As in many other fields, illustration is currently experiencing a crowded market. This is not surprising, considering that the modern world is largely built on the consumption of visual content. Therefore, the task of every illustrator who wants to succeed and stand out from the crowd is to have a style. It is no longer about the quality of skills, because to draw beautifully is not the same as to draw conceptually.
So how can I be different from others, what is the essence of my style – these are the questions an illustrator should ask himself.
The answer is hidden in the question itself and in each of us. In fact, each illustrator is a completely unique creative unit, with its own personal experience and view. It is our personality, identity that can help us find our style. Even such tiny, seemingly tiny details as our favorite drawing materials as children matter here. If you dig deeper, you’ll see that your love of sharp contours and flat fillings comes from fairy tale books with illustrations by Bilibin. And the combination of colors you often use is exactly like your mother’s dress, which you admired as a child.
How do you start working on your style?
The first thing you should do is to look through your work over the period of 1-5 years (it all depends on how long you have been drawing and how fast your progress in drawing has been) and select about 10 works in which you like something. It could be technique, materials, colors, line, maybe shading or composition. It is possible that you have experimented and never returned to this style again, but it has stuck in your heart.
Choose the most promising in your opinion directions from those that you have selected (it will be on average about three) and give them time. Find new references and paint in each style. You may find that you lack the skills to work with new material (so the technique was abandoned, but this is no reason not to develop), the style has no development (for example, you drew then without the use of green color, and now your gamut has become richer), the technique simply loses interest for you for personal reasons. Among all these offshoots you will still find something you want to work with.

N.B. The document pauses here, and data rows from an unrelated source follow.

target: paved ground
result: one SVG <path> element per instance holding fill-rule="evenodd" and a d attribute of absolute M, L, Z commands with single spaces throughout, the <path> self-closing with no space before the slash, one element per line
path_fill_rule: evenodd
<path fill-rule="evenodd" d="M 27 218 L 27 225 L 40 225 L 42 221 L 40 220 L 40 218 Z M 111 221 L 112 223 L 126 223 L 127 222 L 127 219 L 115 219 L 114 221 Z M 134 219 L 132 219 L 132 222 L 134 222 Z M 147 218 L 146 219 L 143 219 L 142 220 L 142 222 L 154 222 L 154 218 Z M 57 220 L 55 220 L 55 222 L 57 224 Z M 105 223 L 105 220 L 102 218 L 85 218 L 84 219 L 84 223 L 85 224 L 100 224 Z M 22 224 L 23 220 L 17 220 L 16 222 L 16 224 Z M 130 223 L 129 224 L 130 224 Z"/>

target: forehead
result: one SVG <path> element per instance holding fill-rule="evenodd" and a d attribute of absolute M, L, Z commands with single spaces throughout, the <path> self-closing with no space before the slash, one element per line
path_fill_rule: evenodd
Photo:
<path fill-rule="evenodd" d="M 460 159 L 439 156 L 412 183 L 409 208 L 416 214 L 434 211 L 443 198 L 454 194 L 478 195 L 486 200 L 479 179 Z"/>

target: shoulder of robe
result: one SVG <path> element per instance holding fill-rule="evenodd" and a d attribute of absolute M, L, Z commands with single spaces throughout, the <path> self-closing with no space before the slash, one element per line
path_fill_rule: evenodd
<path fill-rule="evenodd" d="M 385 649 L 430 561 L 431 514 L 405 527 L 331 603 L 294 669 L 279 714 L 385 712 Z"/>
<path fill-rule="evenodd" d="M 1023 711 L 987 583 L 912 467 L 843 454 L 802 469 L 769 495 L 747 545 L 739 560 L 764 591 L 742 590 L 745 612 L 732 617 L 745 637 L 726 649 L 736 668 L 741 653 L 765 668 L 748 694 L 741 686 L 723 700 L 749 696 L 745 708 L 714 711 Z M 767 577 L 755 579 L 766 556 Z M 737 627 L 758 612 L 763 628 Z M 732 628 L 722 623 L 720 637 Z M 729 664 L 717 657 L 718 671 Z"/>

This is where the time comes to analyze it. Perhaps if you are interested in the technique but lack the skill, it makes sense to spend more time to see a decent result in the long run.
The second thing you should do is to put together a collage of 9 works by different illustrators that you like the most at the moment.
Analyzing the collage, you will see the links between the works – this is the vector of your development. Do not take someone else’s style as a direct instruction to action, but it is not shameful to copy at the stage of search. The main condition of your copying is not to use copies for commercial purposes. Sometimes only after a couple of copies comes the realization of style and in the end, you will not continue to copy “from and up to” another illustrator, and borrow some expressive move. This is perfectly acceptable and would not be considered plagiarism.